Chez le nourrisson, en raison des dispositions anatomiques spécifiques à cet âge, l'atteinte osseuse provoque presque toujours une atteinte de l'articulation voisine : il s'agit d'une "ostéoarthrite" dont le risque est la destruction de l'articulation et du cartilage de conjugaison. La hanche est le siège le plus fréquent, mais le genou, l'épaule, et les autres articulations peuvent également être atteints.

Le diagnostic est difficile. Une impotence fonctionnelle, une tuméfaction locale au niveau de l'aine chez un nourrisson fébrile âgé de 1 ou 2 mois sont les meilleurs signes cliniques.

La mobilisation de la hanche lors des changes entraîne des pleurs. C'est dans cet esprit que le pédiatre examine toujours la mobilité de la hanche chez le nourrisson fébrile.

La biologie peut montrer un syndrome inflammatoire non spécifique.

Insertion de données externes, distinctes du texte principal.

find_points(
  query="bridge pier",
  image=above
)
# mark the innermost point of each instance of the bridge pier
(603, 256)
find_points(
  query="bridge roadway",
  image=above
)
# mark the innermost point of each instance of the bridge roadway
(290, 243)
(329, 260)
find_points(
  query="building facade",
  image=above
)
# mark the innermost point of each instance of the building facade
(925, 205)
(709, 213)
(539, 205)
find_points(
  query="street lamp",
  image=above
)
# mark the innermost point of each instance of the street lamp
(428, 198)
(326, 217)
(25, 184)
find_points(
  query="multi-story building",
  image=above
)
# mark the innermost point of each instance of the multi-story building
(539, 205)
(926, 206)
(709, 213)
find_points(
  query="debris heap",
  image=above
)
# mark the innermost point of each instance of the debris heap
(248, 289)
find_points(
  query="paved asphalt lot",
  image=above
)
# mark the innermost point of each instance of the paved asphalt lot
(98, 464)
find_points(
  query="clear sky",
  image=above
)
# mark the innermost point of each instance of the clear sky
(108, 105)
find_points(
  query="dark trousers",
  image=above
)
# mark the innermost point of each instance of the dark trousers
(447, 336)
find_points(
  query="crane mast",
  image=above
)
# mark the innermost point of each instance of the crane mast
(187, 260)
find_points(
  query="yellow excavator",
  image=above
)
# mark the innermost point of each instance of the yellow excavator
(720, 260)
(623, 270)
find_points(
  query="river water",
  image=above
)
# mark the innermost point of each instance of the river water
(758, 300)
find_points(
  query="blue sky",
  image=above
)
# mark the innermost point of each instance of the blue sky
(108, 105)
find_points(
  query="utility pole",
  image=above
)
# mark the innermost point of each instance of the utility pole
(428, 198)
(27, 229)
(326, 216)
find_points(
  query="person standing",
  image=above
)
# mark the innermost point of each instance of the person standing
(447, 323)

L'échographie affirme rapidement l'épanchement articulaire, éventuellement un décollement périosté ou un abcès profond. Elle permet le suivi, et guide une éventuelle ponction.

La radiographie osseuse au début peut montrer un odème des parties molles et un écartement des extrémités osseuses au niveau de l'articulation.

L'atteinte articulaire nécessite l'évacuation du pus en urgence par ponction articulaire, sous anesthésie générale, permettant également d'isoler le germe (streptocoque B, staphylocoque doré, colibacille, pseudomonas.), et de pratiquer une ponction biopsie osseuse qui affirme le diagnostic. Une arthrotomie (ouverture avec nettoyage de l'articulation) complète souvent ce geste.

L'antibiothérapie intraveineuse associe deux ou trois antibiotiques, avec un suivi biologique et échographique tous les 2 ou 3 jours. L'immobilisation de l'articulation est également pratiquée chez ce nourrisson.

Sous traitement efficace et bien mené, l'évolution est généralement favorable. Cependant, il persiste parfois des séquelles qui peuvent être graves sur le plan fonctionnel.

L'arthrite septique du jeune enfant

Il s'agit d'une arthrite (inflammation de l'articulation) liée à une infection bactérienne. Elle touche à cet âge plus souvent le genou, ou la hanche, mais d'autres articulations peuvent également être atteintes.

Le début brutal chez un enfant (souvent de moins de trois ans) associe fièvre élevée, douleur articulaire, impossibilité de bouger l'articulation atteinte. L'examen retrouve augmentation de volume, rougeur, chaleur, de l'articulation, qui n'est pas mobilisable, alors que la palpation des os sus et sous jacents ne provoque pas de douleur. Il faut rechercher une porte d'entrée du germe : plaie, éruption, panaris, angine, etc.

Les examens biologiques montrent les signes d'inflammation et d'infection (hyperleucocytose, CRP et VS augmentées), les hémocultures peuvent retrouver le germe, la radiologie est normale au tout début, l'échographie qui n'a pas ici un grand intérêt, ne ferait que confirmer l'épanchement.

Le traitement associe ponction et lavage articulaire, confirmant également le diagnostic, l'immobilisation au moins une semaine, un traitement antibiotique intraveineux 3 semaines, puis par voie orale. Les germes en cause sont le pneumocoque, le staphylocoque doré, les streptocoques A et B, kingela Kingae.La généralisation du vaccin anti-hémophilus a pratiquement fait disparaître les infections dues à ce germe.

Avec un traitement précoce et adapté, la maladie guérit sans séquelles. Sinon une raideur articulaire est possible avec une ankylose, parfois en mauvaise position nécessitant ultérieurement un traitement chirurgical.